Having grown up in an Orthodox Jewish home, our family would compete year after year over who had the most obscure edition of the Haggadah. And it would never cease to amaze me how Jewish publishing houses were always unearthing and printing commentaries for the seder table by long deceased rabbis. In fact, chances are if they had a beard and an opinion on the Exodus, we had their book at our table.
And now this year, joining the ever-expanding library of Haggadot by Rabbi Joseph Soloveitchik, Maimonides, and Artscroll, among many others, I’ll add the commentary of children’s book author Lemony Snicket to the pile. The New American Haggadah, edited by Jonathan Safran Foer and translated by Nathan Englander, features insights by the aforementioned alter ego of Daniel Handler, political reporter Jeffrey Goldberg, the University of California’s Jewish Studies professor Nathaniel Deutsch, and philosopher and novelist Rebecca Newberger Goldstein. The commentary is categorized and organized according to a theme relevant to each writer’s respective area of expertise; the intellectual “House of Study” for Deutsch, the globally conscious “Nation” for Goldberg, the heady “Library” for Newberger Goldstein, and the silly, sometimes poignant “Playground” for Snicket.
But before I recommend this Haggadah for your Pesach seder this coming Friday night, (if you can still find it–I’m told, first printing is sold out in most stores), I feel the need to assuage the concerns of the traditionalists. But more importantly, I feel the need to apologize for having been one of those traditionalists. When I first heard about Foer’s undertaking to modernize the seder table discourse, I grew concerned for seder table discourse. Concern grew to palpable worry when I learned of Nathan Englander’s involvement–having read For the Relief of Unbearable Urges, it seemed to me that Englander, soured by his experience in the Jewish day school system, had some resentment towards Orthodoxy, especially that of the Ultra variety.
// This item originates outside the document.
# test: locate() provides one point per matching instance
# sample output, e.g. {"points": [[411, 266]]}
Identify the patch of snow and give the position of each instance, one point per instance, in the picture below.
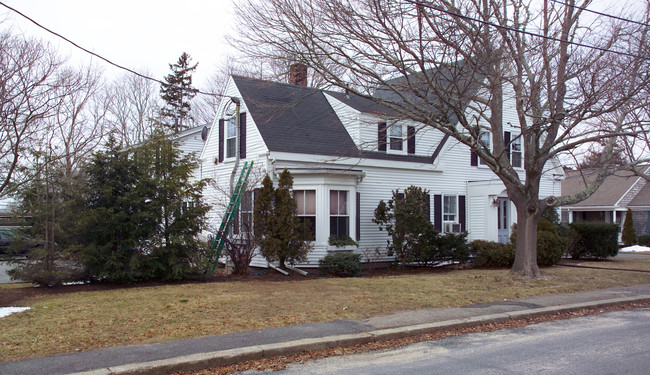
{"points": [[5, 311], [634, 249]]}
And then I read yesterday’s New York Times editorial by Foer titled “Why a Haggadah?” and I felt even worse about my skepticism. “Why did I take time away from my own writing to edit a new Haggadah?” the author of Everything is Illuminated asks. “Because I wanted to take a step toward the conversation I could only barely hear through the closed door of my ignorance; a step toward a Judaism of question marks rather than quotation marks; toward the story of my people, my family and myself.”
Englander, however, considers his translating work enriching much in the same way that looking through old family photo albums can be, those of a family he felt an affinity for, but had not known personally. “When I opened a Haggadah and looked at the English side of the text, what I saw, what became really clear to me, is this text,” he told NPR. “I feel like you should read it and weep, it is so stunning, it is so beautiful, it is just gigantic in a million different ways, and I wasn’t seeing on the page what I was hearing in my head. I came to recognize how much I truly relate to texts.” Englander then added, “[but] not to organized religion.”
More often that not, I feel that truly progressive culture considers tradition an inherently outdated imposition, and when that happens, we create new customs in the image of ourselves. Ego informs our self-serving and newly compromised observances, and we ostensibly become not interpreters, but remixers resulting in a song that sounds nothing like the original. The harder task, though, is covering the song in a way that while it’s distinctively yours, the source’s truest and richest elements remains present.
What I admire most about the New American Haggadah is that, ultimately, Foer, Englander, Snicket, Goldberg, Newberger Goldstein and Deutsch all avoided the temptation to remix. While I’m certain these six contributors practice varying levels of Judaism (or some, not at all), the reverence for the text is palpable on every page. In fact, toward the end of his Preface, Foer explicitly states that “this Haggadah makes no attempt to redefine what a Haggadah is, or overlay any particular political or regional agenda. [Rather], like all Haggadahs before it, this one hopes to excite the mind and heart. Like all Haggadahs before it, this one hopes to be replaced.” Considering the competing pile of Haggadahs at my seder table, there’s a chance it could be. But then again, when considering the illuminated nature of this Haggadah’s text, there’s a better chance I may use it two years in a row.